Unnamed: 0,Recognition,all_events,contacts,experiment,import_type,localization,math_events,montage,original_experiment,original_session,pairs,ps4_events,session,subject,subject_alias,system_version,task_events
0,,protocols/ltp/subjects/LTP093/experiments/ltpF...,,ltpFR2,build,0,protocols/ltp/subjects/LTP093/experiments/ltpF...,0,,0,,,0,LTP093,LTP093,,protocols/ltp/subjects/LTP093/experiments/ltpF...
1,,protocols/ltp/subjects/LTP093/experiments/ltpF...,,ltpFR2,build,0,protocols/ltp/subjects/LTP093/experiments/ltpF...,0,,1,,,1,LTP093,LTP093,,protocols/ltp/subjects/LTP093/experiments/ltpF...

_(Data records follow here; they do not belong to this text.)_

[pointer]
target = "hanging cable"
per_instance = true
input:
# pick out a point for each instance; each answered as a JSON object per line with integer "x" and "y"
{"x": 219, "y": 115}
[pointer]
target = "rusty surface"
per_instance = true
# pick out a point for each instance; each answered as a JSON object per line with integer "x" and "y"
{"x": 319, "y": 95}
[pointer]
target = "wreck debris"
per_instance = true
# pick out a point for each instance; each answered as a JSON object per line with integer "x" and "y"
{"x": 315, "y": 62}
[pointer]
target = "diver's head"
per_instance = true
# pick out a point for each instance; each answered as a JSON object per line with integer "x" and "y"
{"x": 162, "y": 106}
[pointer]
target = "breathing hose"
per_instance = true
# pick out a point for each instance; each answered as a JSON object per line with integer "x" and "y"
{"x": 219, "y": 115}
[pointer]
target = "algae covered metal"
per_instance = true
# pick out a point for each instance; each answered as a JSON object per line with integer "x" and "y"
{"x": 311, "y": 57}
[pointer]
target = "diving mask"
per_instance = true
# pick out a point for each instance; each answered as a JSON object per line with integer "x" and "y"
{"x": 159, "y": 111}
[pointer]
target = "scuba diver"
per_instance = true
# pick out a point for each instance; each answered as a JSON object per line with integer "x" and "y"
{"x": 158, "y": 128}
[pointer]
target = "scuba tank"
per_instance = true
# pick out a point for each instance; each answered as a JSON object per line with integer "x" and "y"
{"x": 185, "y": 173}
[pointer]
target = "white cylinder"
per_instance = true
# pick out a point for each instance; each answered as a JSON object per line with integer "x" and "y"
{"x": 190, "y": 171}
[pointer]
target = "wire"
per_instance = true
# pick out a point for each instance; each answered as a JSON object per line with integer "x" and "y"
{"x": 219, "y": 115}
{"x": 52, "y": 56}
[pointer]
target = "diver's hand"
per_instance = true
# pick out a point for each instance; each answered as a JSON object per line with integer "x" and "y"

2,,protocols/ltp/subjects/LTP093/experiments/ltpF...,,ltpFR2,build,0,protocols/ltp/subjects/LTP093/experiments/ltpF...,0,,10,,,10,LTP093,LTP093,,protocols/ltp/subjects/LTP093/experiments/ltpF...
3,,protocols/ltp/subjects/LTP093/experiments/ltpF...,,ltpFR2,build,0,protocols/ltp/subjects/LTP093/experiments/ltpF...,0,,11,,,11,LTP093,LTP093,,protocols/ltp/subjects/LTP093/experiments/ltpF...
4,,protocols/ltp/subjects/LTP093/experiments/ltpF...,,ltpFR2,build,0,protocols/ltp/subjects/LTP093/experiments/ltpF...,0,,12,,,12,LTP093,LTP093,,protocols/ltp/subjects/LTP093/experiments/ltpF...
5,,protocols/ltp/subjects/LTP093/experiments/ltpF...,,ltpFR2,build,0,protocols/ltp/subjects/LTP093/experiments/ltpF...,0,,13,,,13,LTP093,LTP093,,protocols/ltp/subjects/LTP093/experiments/ltpF...
6,,protocols/ltp/subjects/LTP093/experiments/ltpF...,,ltpFR2,build,0,protocols/ltp/subjects/LTP093/experiments/ltpF...,0,,14,,,14,LTP093,LTP093,,protocols/ltp/subjects/LTP093/experiments/ltpF...
7,,protocols/ltp/subjects/LTP093/experiments/ltpF...,,ltpFR2,build,0,protocols/ltp/subjects/LTP093/experiments/ltpF...,0,,15,,,15,LTP093,LTP093,,protocols/ltp/subjects/LTP093/experiments/ltpF...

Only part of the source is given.